Division of Cardiovascular Medicine, Stanford University, Stanford, CA, USA.
Meta-Research Innovation Center at Stanford (METRICS), Stanford University, Stanford, CA, USA.
Sci Rep. 2021 Sep 20;11(1):18625. doi: 10.1038/s41598-021-97896-y.

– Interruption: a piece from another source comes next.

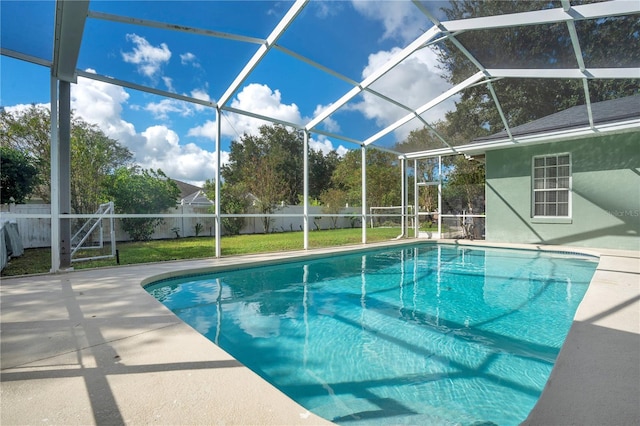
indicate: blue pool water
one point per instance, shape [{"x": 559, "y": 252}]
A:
[{"x": 423, "y": 335}]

With the establishment of large biobanks, discovery of single nucleotide variants (SNVs, also known as single nucleotide polymorphisms (SNVs)) associated with various phenotypes has accelerated. An open question is whether genome-wide significant SNVs identified in earlier genome-wide association studies (GWAS) are replicated in later GWAS conducted in biobanks. To address this, we examined a publicly available GWAS database and identified two, independent GWAS on the same phenotype (an earlier, "discovery" GWAS and a later, "replication" GWAS done in the UK biobank). The analysis evaluated 136,318,924 SNVs (of which 6289 reached P < 5e-8 in the discovery GWAS) from 4,397,962 participants across nine phenotypes. The overall replication rate was 85.0%; although lower for binary than quantitative phenotypes (58.1% versus 94.8% respectively). There was a 18.0% decrease in SNV effect size for binary phenotypes, but a 12.0% increase for quantitative phenotypes. Using the discovery SNV effect size, phenotype trait (binary or quantitative), and discovery P value, we built and validated a model that predicted SNV replication with area under the Receiver Operator Curve = 0.90. While non-replication may reflect lack of power rather than genuine false-positives, these results provide insights about which discovered associations are likely to be replicated across subsequent GWAS.
随着大型生物库的建立,与各种表型相关的单核苷酸变异(SNV,也称为单核苷酸多态性(SNVs))的发现速度加快。一个悬而未决的问题是,在早期全基因组关联研究(GWAS)中确定的与全基因组显著相关的 SNV 是否在生物库中进行的后续 GWAS 中得到复制。为了解决这个问题,我们检查了一个公开的 GWAS 数据库,并确定了针对同一表型的两个独立的 GWAS(较早的“发现”GWAS 和后来在英国生物库中进行的“复制”GWAS)。该分析评估了来自 4397962 名参与者的 9 种表型的 136318924 个 SNV(其中 6289 个在发现 GWAS 中达到 P < 5e-8)。总体复制率为 85.0%;尽管二进制比定量表型的复制率要低(分别为 58.1%和 94.8%)。对于二进制表型,SNV 效应大小降低了 18.0%,而对于定量表型,则增加了 12.0%。使用发现的 SNV 效应大小、表型特征(二进制或定量)和发现的 P 值,我们构建并验证了一个预测 SNV 复制的模型,其接收者操作曲线下面积为 0.90。虽然非复制可能反映缺乏能力而不是真正的假阳性,但这些结果提供了有关哪些发现的关联可能在随后的 GWAS 中得到复制的见解。